In my case, when training character LoRAs I typically use 20–50 images. From experience, widening the bucket resolution interval to 128 cuts the number of buckets in half while increasing images per bucket, making training more stable. Of course, this comes at the cost of a slightly larger gap between original aspect ratios and actual training resolutions, but when image counts are low, it seems like the better compromise.

SDXL's Pixel Budget System

This is an improvement introduced in SDXL, and it's quite clever.

Instead of fixed resolutions, SDXL uses the concept of a "target pixel count (pixel budget)." With a target of roughly 1024² ≈ 1 million pixels, it calculates the resolution that fits each aspect ratio. Two constraints apply:

Both width and height must be divisible by 64
The total pixel count must be close to the target

The reason they must be divisible by 64 is because of the VAE. Stable Diffusion's VAE downsamples images by 8×, so aligning to 64-pixel increments (a multiple of 8) ensures latent representation dimensions come out as clean integers. If the height were 830, then 830÷8 = 103.75, which can't produce an integer-sized latent representation, breaking the bucketing entirely.

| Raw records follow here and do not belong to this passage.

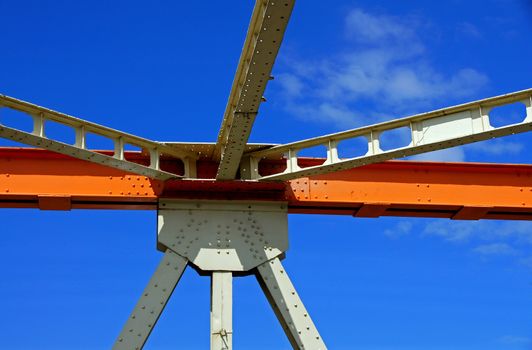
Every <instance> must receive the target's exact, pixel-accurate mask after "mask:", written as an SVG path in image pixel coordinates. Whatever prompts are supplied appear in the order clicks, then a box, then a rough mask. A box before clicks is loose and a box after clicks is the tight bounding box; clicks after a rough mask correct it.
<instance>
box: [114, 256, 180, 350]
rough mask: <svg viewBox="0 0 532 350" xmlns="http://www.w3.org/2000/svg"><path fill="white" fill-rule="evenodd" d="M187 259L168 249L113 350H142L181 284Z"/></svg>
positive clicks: (140, 297)
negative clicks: (166, 305)
mask: <svg viewBox="0 0 532 350" xmlns="http://www.w3.org/2000/svg"><path fill="white" fill-rule="evenodd" d="M187 262H188V261H187V259H185V258H183V257H181V256H179V255H177V254H176V253H174V252H172V251H171V250H167V251H166V253H165V254H164V258H163V260H162V261H161V263H160V264H159V266H158V267H157V270H155V273H154V274H153V276H152V278H151V279H150V282H149V283H148V285H147V286H146V288H145V289H144V292H143V293H142V296H141V297H140V300H139V301H138V303H137V305H136V306H135V309H133V312H132V313H131V316H130V317H129V319H128V320H127V322H126V325H125V326H124V328H123V329H122V332H120V335H119V336H118V338H117V340H116V342H115V344H114V345H113V350H140V349H142V347H143V346H144V343H145V342H146V340H147V339H148V336H149V335H150V333H151V331H152V330H153V327H154V326H155V323H156V322H157V320H158V319H159V316H160V315H161V313H162V312H163V309H164V307H165V306H166V303H167V302H168V299H170V296H171V295H172V292H173V291H174V288H175V286H176V285H177V282H178V281H179V279H180V278H181V275H182V274H183V271H185V268H186V267H187Z"/></svg>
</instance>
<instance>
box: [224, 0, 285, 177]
mask: <svg viewBox="0 0 532 350" xmlns="http://www.w3.org/2000/svg"><path fill="white" fill-rule="evenodd" d="M293 6H294V0H276V1H268V0H257V1H256V3H255V8H254V9H253V14H252V16H251V22H250V25H249V29H248V33H247V35H246V40H245V41H244V48H243V49H242V54H241V56H240V61H239V64H238V68H237V71H236V74H235V78H234V81H233V86H232V88H231V93H230V95H229V100H228V102H227V106H226V108H225V112H224V117H223V121H222V126H221V128H220V132H219V134H218V141H217V143H216V150H215V159H219V160H220V165H219V167H218V172H217V174H216V178H217V179H221V180H228V179H234V178H235V175H236V173H237V170H238V167H239V164H240V158H241V157H242V154H243V152H244V149H245V146H246V143H247V140H248V138H249V134H250V132H251V127H252V126H253V122H254V121H255V117H256V115H257V112H258V110H259V106H260V103H261V102H262V99H263V97H262V95H263V94H264V89H265V88H266V83H267V82H268V80H269V79H270V74H271V70H272V67H273V64H274V62H275V58H276V56H277V52H278V51H279V47H280V46H281V42H282V40H283V36H284V32H285V30H286V26H287V24H288V20H289V18H290V15H291V13H292V8H293Z"/></svg>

Anyone who's been doing AI image generation since the early days will relate to this.

In the SD 1.x and 2.x era, there was no bucketing — all training images were force-cropped to 512×512. A 2000×1000 wide landscape photo had its sides chopped off, and tall full-body illustrations had their tops and bottoms cut. Heads getting sliced off in portraits and roofs disappearing from building photos was an everyday occurrence.

The problem wasn't just that it "looked bad." When a model trains on cropped images, it learns that "it's normal for a person's head to be cut off at the top of the frame." The phenomenon where generated portraits have heads extending beyond the frame, or you ask for a full body and the feet get cut off — that came from here. The model wasn't bad; the training data was already broken.

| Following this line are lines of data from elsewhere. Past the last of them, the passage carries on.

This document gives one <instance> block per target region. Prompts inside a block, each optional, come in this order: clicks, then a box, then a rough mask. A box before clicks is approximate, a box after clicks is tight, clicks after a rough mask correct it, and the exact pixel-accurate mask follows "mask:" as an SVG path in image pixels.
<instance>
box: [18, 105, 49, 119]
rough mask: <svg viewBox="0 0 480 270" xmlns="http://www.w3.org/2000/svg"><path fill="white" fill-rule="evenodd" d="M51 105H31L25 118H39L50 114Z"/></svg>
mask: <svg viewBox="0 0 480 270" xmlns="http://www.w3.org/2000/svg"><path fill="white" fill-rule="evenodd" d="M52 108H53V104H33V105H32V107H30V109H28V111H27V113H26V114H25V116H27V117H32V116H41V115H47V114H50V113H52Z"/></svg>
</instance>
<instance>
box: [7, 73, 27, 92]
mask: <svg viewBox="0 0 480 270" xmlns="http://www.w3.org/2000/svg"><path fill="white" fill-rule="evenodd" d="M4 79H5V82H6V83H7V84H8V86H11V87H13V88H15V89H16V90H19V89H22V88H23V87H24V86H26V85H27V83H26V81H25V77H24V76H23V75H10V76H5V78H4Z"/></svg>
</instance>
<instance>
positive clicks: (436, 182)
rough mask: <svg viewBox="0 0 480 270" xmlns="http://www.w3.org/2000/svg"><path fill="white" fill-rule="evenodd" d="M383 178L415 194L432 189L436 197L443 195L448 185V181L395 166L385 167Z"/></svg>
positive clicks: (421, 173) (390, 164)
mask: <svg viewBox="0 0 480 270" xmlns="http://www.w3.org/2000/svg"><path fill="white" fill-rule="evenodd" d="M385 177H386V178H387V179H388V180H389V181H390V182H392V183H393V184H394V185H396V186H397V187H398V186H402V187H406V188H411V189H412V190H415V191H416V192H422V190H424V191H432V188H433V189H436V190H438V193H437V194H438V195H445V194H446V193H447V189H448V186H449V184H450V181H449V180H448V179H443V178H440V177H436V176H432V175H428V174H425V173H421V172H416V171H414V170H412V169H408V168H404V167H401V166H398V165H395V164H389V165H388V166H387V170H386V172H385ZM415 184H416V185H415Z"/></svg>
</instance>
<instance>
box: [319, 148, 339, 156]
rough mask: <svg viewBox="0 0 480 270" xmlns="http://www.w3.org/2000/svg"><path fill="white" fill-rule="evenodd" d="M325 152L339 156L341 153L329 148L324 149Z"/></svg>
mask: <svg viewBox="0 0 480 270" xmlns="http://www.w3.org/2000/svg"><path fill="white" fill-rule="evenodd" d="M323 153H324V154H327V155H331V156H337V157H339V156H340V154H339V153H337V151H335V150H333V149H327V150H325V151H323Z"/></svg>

Among the images posted on aickyway, if you look at SD 1.5-based outputs, you'll often see full-body characters with cut-off feet or unnatural spacing above the head. The dramatic reduction of this problem in SDXL and later models isn't just due to model size or parameter count — it's largely because bucketing preserved the original composition in training data.

This was a change closer to "bug fix" than "performance improvement."

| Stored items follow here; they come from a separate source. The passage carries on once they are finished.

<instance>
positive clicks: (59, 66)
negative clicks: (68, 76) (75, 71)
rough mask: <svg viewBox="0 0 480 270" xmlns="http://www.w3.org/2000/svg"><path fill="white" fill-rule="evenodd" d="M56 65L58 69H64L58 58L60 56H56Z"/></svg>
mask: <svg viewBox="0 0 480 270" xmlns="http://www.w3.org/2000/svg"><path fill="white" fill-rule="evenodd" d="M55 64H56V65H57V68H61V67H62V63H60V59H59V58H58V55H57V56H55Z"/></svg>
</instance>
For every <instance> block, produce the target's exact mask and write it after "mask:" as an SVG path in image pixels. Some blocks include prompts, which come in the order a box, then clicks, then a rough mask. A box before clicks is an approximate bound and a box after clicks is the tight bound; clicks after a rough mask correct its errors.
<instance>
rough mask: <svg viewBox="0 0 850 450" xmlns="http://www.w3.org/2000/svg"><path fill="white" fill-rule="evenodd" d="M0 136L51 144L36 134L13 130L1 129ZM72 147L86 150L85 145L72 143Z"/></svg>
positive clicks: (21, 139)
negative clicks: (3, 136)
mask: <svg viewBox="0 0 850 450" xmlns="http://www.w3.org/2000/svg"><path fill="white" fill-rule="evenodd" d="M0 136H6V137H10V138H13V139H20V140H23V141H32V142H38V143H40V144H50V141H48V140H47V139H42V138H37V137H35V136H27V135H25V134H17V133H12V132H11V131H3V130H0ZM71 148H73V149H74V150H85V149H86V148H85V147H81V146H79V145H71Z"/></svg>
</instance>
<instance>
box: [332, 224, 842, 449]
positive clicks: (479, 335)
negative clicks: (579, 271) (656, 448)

Comparison of a training image with the person's head cropped by forced square cropping (left) versus a training image with preserved composition fitted to a portrait bucket (right)

Changes in DiT Architecture — Inference Is Flexible, but Training Is Still Fixed

Recent models like Stable Diffusion 3, Hunyuan-DiT, and Wan use DiT (Diffusion Transformer) architecture instead of UNet. One important feature of DiT is 2D RoPE (Rotary Position Embedding), which assigns 2D positional information to each token in latent space. This allows a 128×64 grid and a 152×104 grid to be interpreted as different spatial structures, enabling inference at resolutions never seen during training.

For example, a model trained only with 1024×512 and 512×512 buckets can generate 2048×1024 images during inference. This is because 2D RoPE dynamically adjusts position encodings to match the new token count.

However, this flexibility is limited to inference only. During training, bucketing is still used. Gradient computation, attention caching, and memory alignment all require identical tensor sizes within a batch. Just because DiT can structurally handle variable-length sequences doesn't mean PyTorch's batch constraints disappear during training.

Without understanding this distinction, you'll fall into misconceptions like "DiT models can handle any resolution, so we don't need bucketing, right?" Being flexible at inference and being flexible at training are separate issues.